DDT data-driven testing for python interface automation

foreword

Today I want to talk to you about how DDT data drives testing in python interface automation , so I won’t talk nonsense and go directly to the topic.

 

1. Brief introduction

DDT (Date Driver Test), the so-called data-driven test, simply means that the execution of the automated test is driven by the change of the data, and finally causes the change of the test result. By using the data-driven test method, in the test scenario where multiple sets of data need to be verified, external data sources can be used to parameterize the input, output and expected values, avoiding the use of hard-coded data in the test, that is, test data and use case scripts Code separation.

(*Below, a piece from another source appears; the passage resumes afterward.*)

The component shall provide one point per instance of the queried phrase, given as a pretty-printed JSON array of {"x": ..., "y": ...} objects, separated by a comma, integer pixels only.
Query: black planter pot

​ DDT is actually a decorator, it will determine how many test cases to generate based on the data you pass in.
 

Second, the meaning of use

1. High code reuse rate: a test logic only needs to be written once, multiple test data can be reused, and the efficiency of writing test scripts can be improved at the same time.

2. High efficiency in abnormal troubleshooting: According to the test data, each piece of data generates a test case, and the test cases are separated from each other. If one fails, it will not affect other test cases.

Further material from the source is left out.